What's new in seismic sensor technology

These days, you often hear that seismic is a commodity, that all traces are created equal. Price is all that matters. Of course, price does matter, certainly more than most contractors and equipment providers would like. But, in reality, there remains a formidable challenge for data providers: increase the quality of seismic data through intensive research and development while consistently lowering costs. Considerable disagreement exists on how to meet this challenge. For example, at a recent conference, one speaker commented that he doubted if there would ever be a worthwhile fiber optic sensor developed. While many would disagree, including this writer and the US Navy, it exemplifies the range of opinions. Other issues include: achieving the lowest possible power requirements for certain applications; meeting high temperature and pressure requirements for wellbore installations; ensuring long lifetimes for permanent installations, whether on the seafloor or in the wellbore; ruggedness with less weight; ease of orienting multicomponent systems; improving vector fidelity; and eliminating noise.
 
Vol. 224 No. 9

Exploration

What’s new in seismic sensor technology

Four remarkable seismic sensor packages point toward an exciting future of lower costs and higher quality data

 Perry A. Fischer, Editor

 These days, you often hear that seismic is a commodity, that all traces are created equal. Price is all that matters.
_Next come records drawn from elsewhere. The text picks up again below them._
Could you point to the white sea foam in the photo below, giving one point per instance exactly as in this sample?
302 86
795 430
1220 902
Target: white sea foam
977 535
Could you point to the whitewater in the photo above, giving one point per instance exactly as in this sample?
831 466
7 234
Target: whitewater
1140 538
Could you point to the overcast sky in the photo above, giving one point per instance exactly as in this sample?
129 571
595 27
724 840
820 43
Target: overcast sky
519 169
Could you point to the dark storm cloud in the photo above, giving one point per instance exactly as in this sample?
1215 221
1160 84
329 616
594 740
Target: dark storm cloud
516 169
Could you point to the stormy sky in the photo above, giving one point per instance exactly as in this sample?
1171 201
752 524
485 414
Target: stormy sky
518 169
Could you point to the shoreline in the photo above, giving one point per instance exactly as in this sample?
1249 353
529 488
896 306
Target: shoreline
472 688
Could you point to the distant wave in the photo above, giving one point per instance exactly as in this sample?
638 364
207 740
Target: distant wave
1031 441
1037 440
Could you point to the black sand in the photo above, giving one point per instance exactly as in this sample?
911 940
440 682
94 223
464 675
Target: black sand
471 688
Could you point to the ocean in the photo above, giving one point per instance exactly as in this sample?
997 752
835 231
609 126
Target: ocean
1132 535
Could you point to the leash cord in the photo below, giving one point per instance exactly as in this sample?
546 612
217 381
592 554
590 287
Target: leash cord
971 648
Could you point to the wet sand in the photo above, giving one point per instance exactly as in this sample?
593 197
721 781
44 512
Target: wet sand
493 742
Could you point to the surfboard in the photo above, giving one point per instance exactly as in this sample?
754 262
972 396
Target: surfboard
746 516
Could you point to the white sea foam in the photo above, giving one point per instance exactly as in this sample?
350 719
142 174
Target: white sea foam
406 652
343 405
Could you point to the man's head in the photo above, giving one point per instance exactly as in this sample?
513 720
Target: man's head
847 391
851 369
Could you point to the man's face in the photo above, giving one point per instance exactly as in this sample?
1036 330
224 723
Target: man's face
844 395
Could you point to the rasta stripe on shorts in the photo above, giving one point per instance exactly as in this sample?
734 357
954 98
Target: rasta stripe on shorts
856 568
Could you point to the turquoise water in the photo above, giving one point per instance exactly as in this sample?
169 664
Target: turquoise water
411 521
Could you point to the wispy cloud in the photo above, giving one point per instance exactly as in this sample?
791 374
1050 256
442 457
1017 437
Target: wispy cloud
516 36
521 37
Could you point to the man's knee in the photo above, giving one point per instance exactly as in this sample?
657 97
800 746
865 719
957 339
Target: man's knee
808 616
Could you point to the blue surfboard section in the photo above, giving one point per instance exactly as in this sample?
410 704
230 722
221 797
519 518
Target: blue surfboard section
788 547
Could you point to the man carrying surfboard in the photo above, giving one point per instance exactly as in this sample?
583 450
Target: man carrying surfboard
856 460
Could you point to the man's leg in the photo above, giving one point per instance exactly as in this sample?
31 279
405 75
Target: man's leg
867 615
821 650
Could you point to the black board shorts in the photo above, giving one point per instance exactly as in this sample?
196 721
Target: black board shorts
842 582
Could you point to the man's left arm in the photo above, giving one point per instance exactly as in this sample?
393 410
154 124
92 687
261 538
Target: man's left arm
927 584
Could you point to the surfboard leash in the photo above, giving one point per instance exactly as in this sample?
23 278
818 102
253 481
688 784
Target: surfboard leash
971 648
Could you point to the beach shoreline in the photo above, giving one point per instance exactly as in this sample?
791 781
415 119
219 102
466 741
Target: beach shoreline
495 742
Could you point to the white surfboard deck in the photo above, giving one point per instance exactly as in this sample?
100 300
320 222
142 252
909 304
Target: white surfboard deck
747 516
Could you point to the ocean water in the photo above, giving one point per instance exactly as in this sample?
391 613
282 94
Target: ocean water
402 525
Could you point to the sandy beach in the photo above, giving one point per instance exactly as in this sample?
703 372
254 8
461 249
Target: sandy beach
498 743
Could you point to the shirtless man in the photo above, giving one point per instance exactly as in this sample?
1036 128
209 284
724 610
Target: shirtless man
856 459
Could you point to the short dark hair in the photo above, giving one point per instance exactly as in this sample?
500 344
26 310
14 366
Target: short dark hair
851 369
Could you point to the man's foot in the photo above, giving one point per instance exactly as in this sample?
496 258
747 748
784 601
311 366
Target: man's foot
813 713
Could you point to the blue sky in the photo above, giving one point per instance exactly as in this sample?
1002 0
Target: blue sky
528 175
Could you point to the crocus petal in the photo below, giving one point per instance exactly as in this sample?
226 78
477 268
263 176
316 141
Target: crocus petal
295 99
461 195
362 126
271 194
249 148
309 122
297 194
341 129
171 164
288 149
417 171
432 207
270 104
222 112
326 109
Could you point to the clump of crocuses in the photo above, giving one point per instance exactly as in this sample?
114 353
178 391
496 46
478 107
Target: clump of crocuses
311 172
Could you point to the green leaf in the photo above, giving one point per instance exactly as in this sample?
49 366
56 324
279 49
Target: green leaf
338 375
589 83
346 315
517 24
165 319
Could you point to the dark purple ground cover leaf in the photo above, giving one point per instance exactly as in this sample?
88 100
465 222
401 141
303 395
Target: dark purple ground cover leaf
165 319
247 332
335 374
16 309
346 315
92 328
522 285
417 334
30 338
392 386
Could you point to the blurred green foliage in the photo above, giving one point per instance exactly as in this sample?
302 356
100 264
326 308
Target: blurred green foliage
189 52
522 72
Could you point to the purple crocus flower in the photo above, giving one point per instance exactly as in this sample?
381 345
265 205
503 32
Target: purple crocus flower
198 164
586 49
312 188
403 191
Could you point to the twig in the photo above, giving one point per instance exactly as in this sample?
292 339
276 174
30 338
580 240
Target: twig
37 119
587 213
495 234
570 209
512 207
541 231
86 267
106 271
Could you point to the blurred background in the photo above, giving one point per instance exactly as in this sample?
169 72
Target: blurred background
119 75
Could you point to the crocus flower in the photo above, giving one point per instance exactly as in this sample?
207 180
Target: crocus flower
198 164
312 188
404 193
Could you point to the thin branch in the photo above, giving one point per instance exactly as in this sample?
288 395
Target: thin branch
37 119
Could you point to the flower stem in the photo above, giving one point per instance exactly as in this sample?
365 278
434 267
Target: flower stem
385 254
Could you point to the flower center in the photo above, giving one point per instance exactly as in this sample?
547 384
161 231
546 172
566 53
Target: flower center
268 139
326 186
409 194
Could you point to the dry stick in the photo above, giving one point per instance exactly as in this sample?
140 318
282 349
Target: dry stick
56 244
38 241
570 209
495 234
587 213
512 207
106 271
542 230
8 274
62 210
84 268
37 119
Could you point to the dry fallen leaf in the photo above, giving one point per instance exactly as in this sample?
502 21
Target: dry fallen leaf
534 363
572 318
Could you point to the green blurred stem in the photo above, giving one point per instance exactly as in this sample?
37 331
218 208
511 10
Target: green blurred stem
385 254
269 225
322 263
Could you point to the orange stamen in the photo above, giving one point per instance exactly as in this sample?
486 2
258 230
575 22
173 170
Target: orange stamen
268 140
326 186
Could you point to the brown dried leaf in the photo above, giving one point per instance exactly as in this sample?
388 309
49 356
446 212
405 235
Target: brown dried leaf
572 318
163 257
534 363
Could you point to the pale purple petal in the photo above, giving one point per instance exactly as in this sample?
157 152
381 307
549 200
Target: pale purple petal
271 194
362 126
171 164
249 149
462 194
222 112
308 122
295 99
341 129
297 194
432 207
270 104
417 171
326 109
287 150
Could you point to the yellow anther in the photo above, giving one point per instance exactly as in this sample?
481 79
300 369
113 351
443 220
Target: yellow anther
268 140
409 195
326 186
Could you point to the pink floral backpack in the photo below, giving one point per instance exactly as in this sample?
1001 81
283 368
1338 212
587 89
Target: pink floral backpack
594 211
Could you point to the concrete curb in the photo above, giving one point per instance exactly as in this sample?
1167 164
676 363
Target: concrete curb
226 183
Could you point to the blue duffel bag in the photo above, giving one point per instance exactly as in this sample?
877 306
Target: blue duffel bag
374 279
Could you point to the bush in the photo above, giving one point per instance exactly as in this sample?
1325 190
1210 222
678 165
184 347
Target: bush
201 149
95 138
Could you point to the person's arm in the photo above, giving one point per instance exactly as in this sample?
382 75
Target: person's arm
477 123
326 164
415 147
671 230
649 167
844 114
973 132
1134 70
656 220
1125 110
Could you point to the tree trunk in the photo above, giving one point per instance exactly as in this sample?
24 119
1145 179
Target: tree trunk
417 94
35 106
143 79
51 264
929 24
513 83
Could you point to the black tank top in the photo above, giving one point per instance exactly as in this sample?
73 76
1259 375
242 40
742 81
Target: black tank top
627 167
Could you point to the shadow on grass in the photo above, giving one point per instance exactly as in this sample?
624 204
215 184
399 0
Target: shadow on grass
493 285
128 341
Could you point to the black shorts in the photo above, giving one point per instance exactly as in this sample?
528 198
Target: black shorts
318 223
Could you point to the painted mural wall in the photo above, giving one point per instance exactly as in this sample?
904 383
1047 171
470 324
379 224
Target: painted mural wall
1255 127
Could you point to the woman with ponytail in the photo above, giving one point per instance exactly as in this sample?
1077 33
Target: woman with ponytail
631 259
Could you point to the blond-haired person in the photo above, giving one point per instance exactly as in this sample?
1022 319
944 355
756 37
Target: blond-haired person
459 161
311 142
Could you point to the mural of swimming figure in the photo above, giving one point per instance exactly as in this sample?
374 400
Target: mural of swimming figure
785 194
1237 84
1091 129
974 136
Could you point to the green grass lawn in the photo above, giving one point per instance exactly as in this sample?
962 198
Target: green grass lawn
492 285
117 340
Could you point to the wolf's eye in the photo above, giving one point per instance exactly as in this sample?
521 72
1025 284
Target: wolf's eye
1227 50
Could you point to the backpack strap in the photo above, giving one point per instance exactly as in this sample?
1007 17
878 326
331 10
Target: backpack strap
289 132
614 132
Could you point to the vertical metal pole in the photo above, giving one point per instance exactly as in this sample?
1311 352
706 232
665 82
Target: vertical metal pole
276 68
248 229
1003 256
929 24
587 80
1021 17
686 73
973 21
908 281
Of course, price does matter, certainly more than most contractors and equipment providers would like. But, in reality, there remains a formidable challenge for data providers: increase the quality of seismic data through intensive research and development while consistently lowering costs.

 Considerable disagreement exists on how to meet this challenge. For example, at a recent conference, one speaker commented that he doubted if there would ever be a worthwhile fiber optic sensor developed. While many would disagree, including this writer and the US Navy, it exemplifies the range of opinions. Other issues include: achieving the lowest possible power requirements for certain applications; meeting high temperature and pressure requirements for wellbore installations; ensuring long lifetimes for permanent installations, whether on the seafloor or in the wellbore; ruggedness with less weight; ease of orienting multicomponent systems; improving vector fidelity; and eliminating noise. 

 What follows are systems that are in varying stages of development and commercialization. In most cases, the information derives from the vendors themselves. Not all sensors are appropriate for every application. This article is, therefore, best used as a guide for further research.

  Sabeus

 With fiber optic sensors that are made using Fiber Bragg Gratings (FBGs), the same fiber acts as the sensor, provides the telemetry path and allows multiplexing. As the name implies, an FBG is an optical grating imprinted into the core of the fiber using a laser. Each grating consists of periodic variations in the speed of light over approximately a half-inch section of the fiber. The grating selectively reflects a specific wavelength of light, allowing the remainder of the light to pass through unimpeded, depending upon the periodicity (spacing) of the gratings. Changes in temperature, pressure, strain and vibration at the grating will affect its periodicity, and thereby its reflected wavelength. Many gratings can be placed on a single fiber. A Bragg grating can be considered a universal transducer, in that any strain across it results in a shift in wavelength of the narrow light pulse, which can be measured. By slight variations in the precise geometry of the inner-core imprint, the narrow, diffracted wavelengths, representing many sensors, can be multiplexed up a common fiber. A small amount of light is reflected back to the surface from each FBG sensor, most of it is transmitted, able to be used in another FBG.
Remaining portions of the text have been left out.